So that's an example of a product or service that has a compelling growth driver, because they improve productivity or efficiency for the end customers.
Q: Is it more important that a company is making an environmentally-friendly product versus, say, just operating in a way that makes their business more sustainable?
A: We truly believe you can find sustainability drivers in just about every sector of the economy, but they're not easy to find.
When you look at our holdings it looks like a large-cap growth fund, but I can tell you that it's a large-cap growth fund where we avail ourselves of information that most money managers miss.
Amazon is our top holding. It's companies like Amazon that are important sustainability investments in ways that move the needle on environmental and sustainability profiles in more significant ways than some smaller companies.

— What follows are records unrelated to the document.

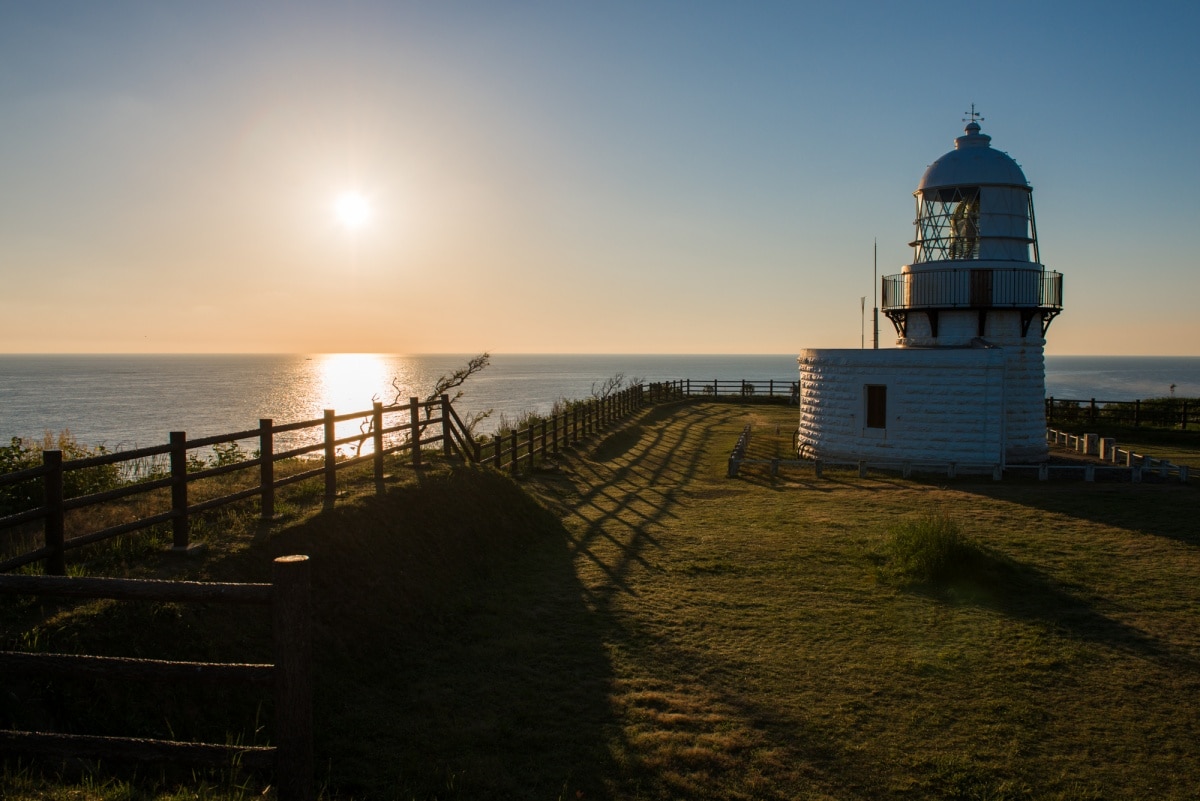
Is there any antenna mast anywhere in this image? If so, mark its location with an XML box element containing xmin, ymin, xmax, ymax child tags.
<box><xmin>871</xmin><ymin>237</ymin><xmax>880</xmax><ymax>350</ymax></box>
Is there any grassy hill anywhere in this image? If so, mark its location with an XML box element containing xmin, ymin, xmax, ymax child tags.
<box><xmin>0</xmin><ymin>403</ymin><xmax>1200</xmax><ymax>801</ymax></box>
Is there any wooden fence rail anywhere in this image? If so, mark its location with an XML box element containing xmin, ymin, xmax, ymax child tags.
<box><xmin>1046</xmin><ymin>397</ymin><xmax>1196</xmax><ymax>430</ymax></box>
<box><xmin>0</xmin><ymin>555</ymin><xmax>313</xmax><ymax>801</ymax></box>
<box><xmin>0</xmin><ymin>379</ymin><xmax>797</xmax><ymax>576</ymax></box>
<box><xmin>0</xmin><ymin>396</ymin><xmax>458</xmax><ymax>576</ymax></box>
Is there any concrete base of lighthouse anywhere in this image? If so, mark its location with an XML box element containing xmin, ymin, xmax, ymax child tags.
<box><xmin>899</xmin><ymin>309</ymin><xmax>1049</xmax><ymax>464</ymax></box>
<box><xmin>798</xmin><ymin>342</ymin><xmax>1048</xmax><ymax>472</ymax></box>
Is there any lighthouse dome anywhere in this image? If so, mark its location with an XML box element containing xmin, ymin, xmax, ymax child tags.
<box><xmin>917</xmin><ymin>120</ymin><xmax>1028</xmax><ymax>192</ymax></box>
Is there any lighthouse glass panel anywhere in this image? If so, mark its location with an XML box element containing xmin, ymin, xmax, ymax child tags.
<box><xmin>912</xmin><ymin>186</ymin><xmax>979</xmax><ymax>264</ymax></box>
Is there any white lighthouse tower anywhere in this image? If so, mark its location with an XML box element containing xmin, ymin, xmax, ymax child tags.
<box><xmin>798</xmin><ymin>112</ymin><xmax>1062</xmax><ymax>468</ymax></box>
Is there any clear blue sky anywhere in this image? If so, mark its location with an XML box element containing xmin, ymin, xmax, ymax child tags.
<box><xmin>0</xmin><ymin>0</ymin><xmax>1200</xmax><ymax>355</ymax></box>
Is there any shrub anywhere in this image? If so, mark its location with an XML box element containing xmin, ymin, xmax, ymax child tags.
<box><xmin>888</xmin><ymin>512</ymin><xmax>979</xmax><ymax>584</ymax></box>
<box><xmin>0</xmin><ymin>429</ymin><xmax>121</xmax><ymax>516</ymax></box>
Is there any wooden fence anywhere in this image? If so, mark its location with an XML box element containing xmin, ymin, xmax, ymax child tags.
<box><xmin>0</xmin><ymin>383</ymin><xmax>662</xmax><ymax>576</ymax></box>
<box><xmin>1046</xmin><ymin>397</ymin><xmax>1195</xmax><ymax>430</ymax></box>
<box><xmin>0</xmin><ymin>555</ymin><xmax>313</xmax><ymax>801</ymax></box>
<box><xmin>0</xmin><ymin>396</ymin><xmax>468</xmax><ymax>576</ymax></box>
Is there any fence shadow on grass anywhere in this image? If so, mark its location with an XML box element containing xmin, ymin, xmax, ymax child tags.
<box><xmin>237</xmin><ymin>468</ymin><xmax>611</xmax><ymax>799</ymax></box>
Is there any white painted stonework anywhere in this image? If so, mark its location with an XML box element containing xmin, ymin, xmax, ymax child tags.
<box><xmin>797</xmin><ymin>118</ymin><xmax>1062</xmax><ymax>471</ymax></box>
<box><xmin>799</xmin><ymin>348</ymin><xmax>1012</xmax><ymax>471</ymax></box>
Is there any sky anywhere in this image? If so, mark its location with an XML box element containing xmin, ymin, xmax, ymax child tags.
<box><xmin>0</xmin><ymin>0</ymin><xmax>1200</xmax><ymax>355</ymax></box>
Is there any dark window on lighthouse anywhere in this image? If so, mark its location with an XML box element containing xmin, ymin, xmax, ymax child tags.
<box><xmin>865</xmin><ymin>384</ymin><xmax>888</xmax><ymax>428</ymax></box>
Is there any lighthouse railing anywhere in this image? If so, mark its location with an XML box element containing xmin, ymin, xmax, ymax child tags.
<box><xmin>882</xmin><ymin>267</ymin><xmax>1062</xmax><ymax>311</ymax></box>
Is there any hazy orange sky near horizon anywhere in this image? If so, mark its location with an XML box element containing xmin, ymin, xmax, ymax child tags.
<box><xmin>0</xmin><ymin>0</ymin><xmax>1200</xmax><ymax>355</ymax></box>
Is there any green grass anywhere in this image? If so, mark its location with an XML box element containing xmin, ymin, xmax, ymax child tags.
<box><xmin>0</xmin><ymin>403</ymin><xmax>1200</xmax><ymax>801</ymax></box>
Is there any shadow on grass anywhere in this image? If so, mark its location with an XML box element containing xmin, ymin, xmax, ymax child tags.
<box><xmin>256</xmin><ymin>469</ymin><xmax>611</xmax><ymax>799</ymax></box>
<box><xmin>907</xmin><ymin>544</ymin><xmax>1185</xmax><ymax>667</ymax></box>
<box><xmin>955</xmin><ymin>481</ymin><xmax>1200</xmax><ymax>546</ymax></box>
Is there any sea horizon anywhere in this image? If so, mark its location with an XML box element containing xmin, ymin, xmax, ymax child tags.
<box><xmin>0</xmin><ymin>353</ymin><xmax>1200</xmax><ymax>450</ymax></box>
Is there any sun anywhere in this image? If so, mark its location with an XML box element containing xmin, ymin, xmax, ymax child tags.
<box><xmin>334</xmin><ymin>192</ymin><xmax>372</xmax><ymax>229</ymax></box>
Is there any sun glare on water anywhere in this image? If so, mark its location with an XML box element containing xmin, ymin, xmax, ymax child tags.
<box><xmin>334</xmin><ymin>192</ymin><xmax>372</xmax><ymax>230</ymax></box>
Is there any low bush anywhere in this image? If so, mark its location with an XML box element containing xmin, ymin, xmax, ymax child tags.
<box><xmin>887</xmin><ymin>512</ymin><xmax>980</xmax><ymax>584</ymax></box>
<box><xmin>0</xmin><ymin>430</ymin><xmax>121</xmax><ymax>517</ymax></box>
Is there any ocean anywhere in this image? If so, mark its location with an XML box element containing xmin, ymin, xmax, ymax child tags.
<box><xmin>0</xmin><ymin>354</ymin><xmax>1200</xmax><ymax>450</ymax></box>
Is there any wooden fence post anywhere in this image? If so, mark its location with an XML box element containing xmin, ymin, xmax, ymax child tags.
<box><xmin>258</xmin><ymin>417</ymin><xmax>275</xmax><ymax>520</ymax></box>
<box><xmin>271</xmin><ymin>555</ymin><xmax>313</xmax><ymax>801</ymax></box>
<box><xmin>442</xmin><ymin>395</ymin><xmax>454</xmax><ymax>458</ymax></box>
<box><xmin>529</xmin><ymin>421</ymin><xmax>538</xmax><ymax>472</ymax></box>
<box><xmin>371</xmin><ymin>401</ymin><xmax>383</xmax><ymax>484</ymax></box>
<box><xmin>325</xmin><ymin>409</ymin><xmax>337</xmax><ymax>508</ymax></box>
<box><xmin>170</xmin><ymin>432</ymin><xmax>188</xmax><ymax>550</ymax></box>
<box><xmin>42</xmin><ymin>451</ymin><xmax>67</xmax><ymax>576</ymax></box>
<box><xmin>408</xmin><ymin>397</ymin><xmax>421</xmax><ymax>470</ymax></box>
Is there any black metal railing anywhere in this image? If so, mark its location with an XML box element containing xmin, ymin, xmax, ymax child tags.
<box><xmin>882</xmin><ymin>267</ymin><xmax>1062</xmax><ymax>311</ymax></box>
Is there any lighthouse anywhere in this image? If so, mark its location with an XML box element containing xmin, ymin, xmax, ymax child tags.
<box><xmin>797</xmin><ymin>112</ymin><xmax>1062</xmax><ymax>469</ymax></box>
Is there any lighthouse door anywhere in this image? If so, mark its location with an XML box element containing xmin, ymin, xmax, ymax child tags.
<box><xmin>971</xmin><ymin>270</ymin><xmax>991</xmax><ymax>308</ymax></box>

They can leverage (their) IT system for thousands of customers external to them and provide computational resources in real time that have literally eliminated the needs of many companies to build up their own data servers and storage and computational capabilities. So that is significant in terms of reducing hardware, software and energy usage.
It's not like there's some database out there that tells us that Amazon is green. We're willing to invest in these strong sustainability drivers before it might be recognized by the market.
So, when you look at our portfolio, there's a strong sustainability driver for every single one of those, even though they may not be in your usual suspect, green sectors like renewable energy.
In a nutshell, we're looking for fundamentally strong companies that are outperforming in part of, not despite, their sustainability strategies.